Resumo:
The current debate on drugs has Therapeutic Communities (TCs) Institutions as an
inescapable agenda. Committed to the "treatment" of people who make regular use of
these substances, the expansion of the TC model expresses, in recent history, the
recurrence of an intriguing sociocultural phenomenon, endowed with an undeniable
political force. This study aims to understand the nuances of the process of expansion
and popularization of TCs in Brazil, based on a critical analysis of the structure,
functioning and organization of these institutions, as well as the elements that enable
their occurrence. This is about an ethnography that also seeks to identify the social
and subjective profile of drug users who adhere to treatment in these establishments,
the regularity of motivations for this adherence, as well as the possible meanings given
to the institutional experience and its outcomes.
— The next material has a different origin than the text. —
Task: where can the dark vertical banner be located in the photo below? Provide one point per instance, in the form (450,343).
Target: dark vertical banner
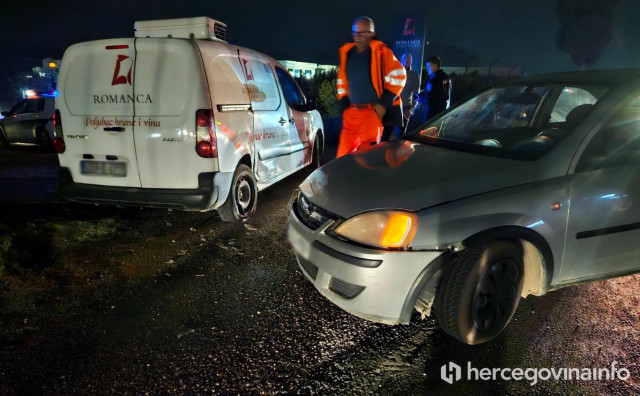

Guided by the phenomenological and
conceptual perspective of experience and the paradigm of corporeality, data collection
favored the understanding of a group of individuals who experienced treatment in one
of the establishments that is part of the largest network of therapeutic communities in
Brazil. Data analysis was based on ethnographic categories, having as main
references Michel Foucault's concept of biopolitics and Erving Goffman's institutional
analysis model. Based on this study, it is understood that drugs are inventions or
biopolitical devices that engender, in different times and cultures, forms of body
regulation. From this perspective, therapeutic communities operate as institutional
mechanisms aimed at controlling and disciplining individual users, justified by the
discourse of “therapeutic” practices and recovery. The expansion of this model
expresses, in the current historical, political, and social context, the ideal of “war on
drugs”, marked by prohibitionism and reiterated by asylum culture, the rise of
authoritarian movements, neoliberalism and, above all, by religious fundamentalism.